いつしか聞いた俺の苗字で、少しよそよそしく彼女は告げる。
視線は俺の方を向いているが体は半分。
手を組んで、まるで見下す様に尖ったバラのような視線を向ける彼女。
その目が久々でどこか胸がドキッとしてしまう。
「い、言いたい事って——ていうか、なんでこんなところにっ」
「べ、別に烏目君を呼ぼうと思っているだけだわ」
「呼ぼうって、呼んだのは生徒会の先生だって――」
「あれは私がそう言えって言ったのよ」
「え、放送局にか?」
「えぇ、放送局に仲いい子がいるから、頼んだのよ」
「ま、まじか……」
いつの間にそんなコネを……知らなかった。
確かに時雨にはいっぱい友達がいたが、まさかそんな有能なコネがあるとは思ってもいなかった。
それに、まさか時雨から行動を移すだなんて考えてもいなかった。
「そう、それで言いたい事なんだけどっ―—こっち来てくれる?」
すると、今度は恥ずかしそうに頬を赤らめる。招き猫のように手を動かしてくるので俺は疑わず近づいていく。
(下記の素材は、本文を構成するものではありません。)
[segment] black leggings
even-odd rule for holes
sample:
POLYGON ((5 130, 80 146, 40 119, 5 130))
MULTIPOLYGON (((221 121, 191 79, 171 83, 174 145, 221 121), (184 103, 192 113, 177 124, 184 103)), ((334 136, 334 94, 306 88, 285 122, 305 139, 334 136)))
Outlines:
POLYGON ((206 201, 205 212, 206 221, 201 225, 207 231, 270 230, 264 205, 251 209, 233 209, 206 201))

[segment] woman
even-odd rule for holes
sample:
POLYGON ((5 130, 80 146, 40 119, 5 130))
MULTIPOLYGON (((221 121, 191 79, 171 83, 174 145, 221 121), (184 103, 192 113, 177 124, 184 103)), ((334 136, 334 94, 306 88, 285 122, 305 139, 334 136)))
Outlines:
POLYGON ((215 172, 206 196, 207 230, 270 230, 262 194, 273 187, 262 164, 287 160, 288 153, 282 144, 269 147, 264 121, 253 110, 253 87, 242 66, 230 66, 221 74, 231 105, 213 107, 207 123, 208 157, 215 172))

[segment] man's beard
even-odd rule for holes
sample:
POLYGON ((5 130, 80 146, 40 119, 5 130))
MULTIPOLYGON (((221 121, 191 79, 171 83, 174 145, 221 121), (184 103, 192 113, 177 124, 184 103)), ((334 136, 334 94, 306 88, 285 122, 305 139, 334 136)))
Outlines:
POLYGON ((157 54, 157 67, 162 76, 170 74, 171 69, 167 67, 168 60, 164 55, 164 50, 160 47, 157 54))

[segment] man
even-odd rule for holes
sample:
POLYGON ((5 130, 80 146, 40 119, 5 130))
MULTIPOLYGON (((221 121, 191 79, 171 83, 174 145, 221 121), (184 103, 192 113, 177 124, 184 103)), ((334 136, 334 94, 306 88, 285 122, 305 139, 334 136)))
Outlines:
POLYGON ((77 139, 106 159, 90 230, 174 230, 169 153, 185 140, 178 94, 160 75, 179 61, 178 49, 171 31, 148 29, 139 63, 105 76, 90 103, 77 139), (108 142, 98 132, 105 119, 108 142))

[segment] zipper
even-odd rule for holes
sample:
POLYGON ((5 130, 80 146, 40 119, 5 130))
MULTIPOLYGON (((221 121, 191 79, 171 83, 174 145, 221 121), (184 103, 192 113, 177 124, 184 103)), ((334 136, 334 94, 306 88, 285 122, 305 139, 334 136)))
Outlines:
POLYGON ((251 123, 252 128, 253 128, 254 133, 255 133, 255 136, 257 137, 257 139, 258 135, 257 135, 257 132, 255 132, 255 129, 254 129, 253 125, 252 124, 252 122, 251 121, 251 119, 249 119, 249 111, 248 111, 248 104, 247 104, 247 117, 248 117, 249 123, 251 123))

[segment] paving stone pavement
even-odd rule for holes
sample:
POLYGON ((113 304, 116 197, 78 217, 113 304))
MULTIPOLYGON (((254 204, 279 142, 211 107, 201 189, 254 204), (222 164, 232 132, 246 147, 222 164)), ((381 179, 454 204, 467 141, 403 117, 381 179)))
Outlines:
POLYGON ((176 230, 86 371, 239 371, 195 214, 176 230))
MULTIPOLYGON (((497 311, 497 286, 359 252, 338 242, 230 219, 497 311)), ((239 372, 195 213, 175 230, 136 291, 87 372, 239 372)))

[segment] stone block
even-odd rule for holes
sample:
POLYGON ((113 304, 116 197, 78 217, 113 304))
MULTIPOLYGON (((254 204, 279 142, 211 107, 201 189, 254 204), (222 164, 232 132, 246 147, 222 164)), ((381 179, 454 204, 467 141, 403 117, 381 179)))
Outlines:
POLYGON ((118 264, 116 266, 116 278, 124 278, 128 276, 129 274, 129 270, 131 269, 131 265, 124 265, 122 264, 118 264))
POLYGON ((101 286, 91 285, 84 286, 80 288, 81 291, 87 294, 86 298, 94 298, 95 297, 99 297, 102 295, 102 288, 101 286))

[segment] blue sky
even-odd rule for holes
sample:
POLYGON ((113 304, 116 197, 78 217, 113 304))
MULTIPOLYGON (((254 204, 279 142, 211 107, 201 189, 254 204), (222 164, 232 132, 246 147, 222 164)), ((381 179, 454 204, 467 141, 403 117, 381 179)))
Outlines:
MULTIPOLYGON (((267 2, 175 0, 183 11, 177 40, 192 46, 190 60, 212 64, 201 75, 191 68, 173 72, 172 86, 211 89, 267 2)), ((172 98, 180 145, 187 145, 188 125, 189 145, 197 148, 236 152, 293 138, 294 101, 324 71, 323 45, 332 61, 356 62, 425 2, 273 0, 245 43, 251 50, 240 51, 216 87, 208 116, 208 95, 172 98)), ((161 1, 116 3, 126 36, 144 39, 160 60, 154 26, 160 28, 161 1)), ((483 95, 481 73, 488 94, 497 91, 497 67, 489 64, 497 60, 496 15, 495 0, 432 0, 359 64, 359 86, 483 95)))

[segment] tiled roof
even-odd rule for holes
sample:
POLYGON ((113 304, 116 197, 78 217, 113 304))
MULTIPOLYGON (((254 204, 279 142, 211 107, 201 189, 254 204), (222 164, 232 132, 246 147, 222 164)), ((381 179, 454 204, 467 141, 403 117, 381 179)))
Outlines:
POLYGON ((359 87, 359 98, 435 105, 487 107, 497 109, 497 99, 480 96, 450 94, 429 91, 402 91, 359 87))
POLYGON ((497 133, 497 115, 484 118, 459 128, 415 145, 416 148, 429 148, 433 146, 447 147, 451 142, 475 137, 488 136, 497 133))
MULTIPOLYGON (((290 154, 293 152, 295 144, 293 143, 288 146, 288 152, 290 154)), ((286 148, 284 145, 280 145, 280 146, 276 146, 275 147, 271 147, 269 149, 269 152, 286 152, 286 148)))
残り一歩のところで俺の制服の裾を掴み、聞こえないようにしたいのか耳もとで呟いた。
「(あ、あれ……見た、わよね……)」
「っ——⁉」
アレ。
あれと言ったらアレしかない。
無論、俺が昨日見たアレに違いない。
忘れるはずがない。
静かな元カノの焦燥を覚えていないわけがない。
むしろ、鮮烈すぎて忘れたくても忘れられない自信がある。
記憶を消す装置でも出なければ忘れられないほどに焼き付いてしまったのだから当たり前だ。
「あ、あれっていうのは……」
「バカッ! 声がでかいわよ!」
「(え、別に変らんと思うが……っ)」
「(いいから、従いなさい!)」
恥ずかしさが入った声が耳元で響く。
なんか懐かしい記憶を思い起こすが——だめだ。
今は一度冷静にならねば。
「(わ、分かったよ……)」
「(そ、それじゃあ言うけど……もう一回。見たんだよね?)」
今度は若干の威圧がこもった声だった。
これを言う時は怒る数秒前――だった気がする。
すぐさま、喉を鳴らして呟いた。
「んん……(い、言っていいんだよな?)」
「(えぇ、そのためにここまで来たんだから)」
こんなことを言っていいのか、やっぱり言わない方がいいんじゃないかなと思ったがここで言わないのは勇気を出していってくれた時雨に悪い。
現実は残酷だと言うが、告げるのが正ってことだろう。
「(見た……ぞ)」
あくまでも紳士的に、そして丁寧に、狼狽えている素振りを見せずに呟いた。
声が聞き取れたのか、時雨は肩をビクッとさせた。
「(だ、大丈夫か――?)」
そう呟くと時雨は首を横に振ってさらに頬を赤くさせる。
やっぱりか、言わない方が良かったのではと言い返そうとして彼女は握った拳を自分の太ももに降ろした。
「(な、なんでもないわっ!)」
「(そ、そうか……)」
「(そ、それで……うん。私が悪いから、烏目君は悪くはないわっ)」
まぁ、そりゃ。
俺が普通に教室入ろうとしてたら時雨がしてはいけないことをしていただけだからな。
「(だから……怒らないけど)」
「(あぁ)」
「(も、もしも……誰かに言ったらぶ、ぶっころs……からね)」
「(っこ、怖いこと言い出すなよ)」
「(誰かに言うかどうかは別ってこと! いい?)」
さすがツンデレっ子だ。
殺すと言うからにはやりかねないし、時雨は意外に運動神経がいい。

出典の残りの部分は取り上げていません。